Tigray dialysis service cut due to dwindling supplies amid war
Source: Kireports
March 07, 2022
Ethiopia’s civil war erupted in November 2020, rendering 70% of healthcare facilities in the Tigray region dysfunctional(1). At Ayder, Tigray’s flagship tertiary centre, even basic care has become a luxury.
Ayder offers the region’s only haemodialysis facility(2)serving 9,000,000 people. War and blockade have caused reduced access, funding and severe supply shortages (3). Dialysis utilization has been drastically curtailed (Figure).
Patients with treatable illnesses are dying. Overall, mortality increased from 25.5% (28/110 patients) in 2020 to 53.1% (43/81 patients) in 2021. Among the dying are chronic hemodialysis patients on maintenance and children with acute reversible conditions. Between 01/07/2021 and 15/01/2022, 61new patients requiring emergency dialysis succumbed (including 36 with acute kidney injury).
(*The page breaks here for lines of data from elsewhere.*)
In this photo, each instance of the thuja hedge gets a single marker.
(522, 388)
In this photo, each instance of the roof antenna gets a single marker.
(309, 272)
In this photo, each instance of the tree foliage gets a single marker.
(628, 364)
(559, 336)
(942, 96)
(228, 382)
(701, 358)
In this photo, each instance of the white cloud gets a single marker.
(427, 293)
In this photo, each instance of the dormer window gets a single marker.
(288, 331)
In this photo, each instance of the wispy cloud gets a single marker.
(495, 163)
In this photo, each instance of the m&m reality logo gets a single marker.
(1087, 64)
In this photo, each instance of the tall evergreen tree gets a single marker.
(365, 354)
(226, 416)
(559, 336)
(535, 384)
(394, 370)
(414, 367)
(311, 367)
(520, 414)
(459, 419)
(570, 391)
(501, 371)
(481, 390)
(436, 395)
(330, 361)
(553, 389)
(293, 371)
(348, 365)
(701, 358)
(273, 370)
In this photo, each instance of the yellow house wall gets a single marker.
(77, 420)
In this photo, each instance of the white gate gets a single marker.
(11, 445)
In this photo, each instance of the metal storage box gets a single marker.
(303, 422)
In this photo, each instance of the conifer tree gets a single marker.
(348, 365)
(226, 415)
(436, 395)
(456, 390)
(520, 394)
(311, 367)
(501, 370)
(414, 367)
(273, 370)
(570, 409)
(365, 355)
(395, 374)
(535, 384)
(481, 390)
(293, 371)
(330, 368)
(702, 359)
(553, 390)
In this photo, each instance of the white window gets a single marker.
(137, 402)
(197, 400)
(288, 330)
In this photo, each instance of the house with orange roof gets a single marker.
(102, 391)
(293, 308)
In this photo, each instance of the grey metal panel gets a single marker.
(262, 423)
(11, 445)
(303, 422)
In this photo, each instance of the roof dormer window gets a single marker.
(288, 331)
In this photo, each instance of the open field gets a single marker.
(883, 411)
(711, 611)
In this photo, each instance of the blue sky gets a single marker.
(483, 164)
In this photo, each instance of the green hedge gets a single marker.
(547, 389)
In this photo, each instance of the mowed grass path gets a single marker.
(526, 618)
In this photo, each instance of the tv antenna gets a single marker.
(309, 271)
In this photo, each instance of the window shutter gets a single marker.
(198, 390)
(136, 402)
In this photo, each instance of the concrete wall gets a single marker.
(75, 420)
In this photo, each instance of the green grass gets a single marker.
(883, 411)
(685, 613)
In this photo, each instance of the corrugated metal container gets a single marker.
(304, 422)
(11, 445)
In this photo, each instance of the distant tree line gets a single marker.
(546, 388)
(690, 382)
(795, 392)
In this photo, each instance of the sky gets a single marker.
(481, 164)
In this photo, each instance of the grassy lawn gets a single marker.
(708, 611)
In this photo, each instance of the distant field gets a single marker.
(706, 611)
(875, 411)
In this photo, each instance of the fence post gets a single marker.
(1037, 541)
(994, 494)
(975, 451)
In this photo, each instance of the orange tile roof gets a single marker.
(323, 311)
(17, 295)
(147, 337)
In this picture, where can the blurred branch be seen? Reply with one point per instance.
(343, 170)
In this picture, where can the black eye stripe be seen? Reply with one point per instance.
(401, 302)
Consumables were prevented from reaching Tigray from the capital, Addis Ababa from July 2021.Consequently; difficult decisions had to be made, including employing suboptimal protocols. For example, 300(12.5%) dialysis sessions entailed; using single-use dialyzers, 6-8 times. Dialysis frequency was reduced from twice to once-weekly or even fortnightly, impairing both quality of treatment and life. Using expired central venous catheters or exchanging dialyzers after patient deaths were among the desperate measures adopted. Now, even these staggering compromises are unsustainable; new patients are simply turned away.
Peritoneal dialysis was improvised using locally-prepared fluids, saving a few lives. Currently, even intravenous fluid supplies have run out. Advising patients to stop dialysis, and live out their remaining days untreated in hospital or at home is the tragic daily predicament of the trained dialysis team. Witnessing the painful deaths of veteran and new patients has imposed huge psychological burdens on the staff.
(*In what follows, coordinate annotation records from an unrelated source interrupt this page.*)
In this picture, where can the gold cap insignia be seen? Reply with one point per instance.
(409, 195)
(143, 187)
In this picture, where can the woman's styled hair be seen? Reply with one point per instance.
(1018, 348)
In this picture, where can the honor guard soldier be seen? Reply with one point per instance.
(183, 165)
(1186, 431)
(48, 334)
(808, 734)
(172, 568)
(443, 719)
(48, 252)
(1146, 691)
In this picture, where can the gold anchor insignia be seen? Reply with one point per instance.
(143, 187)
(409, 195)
Ayder’s hemodialysis service was an outstanding example of sophisticated care in a low-resource environment enabled by private-public partnerships, community engagement and an ethical commitment to care(2).Service provisions now acutely jeopardized by conflict (3,4). Ayder is counting down the clock, knowing patients with kidney failure will succumb to slow, bitter and painful death.
We call upon nephrologists worldwide and relevant international bodies, including the International Society of Nephrology, to appeal to the Ethiopian Government to lift the blockade, re-establish supply chains and restore healthcare, including the right to dialysis for the people of Tigray.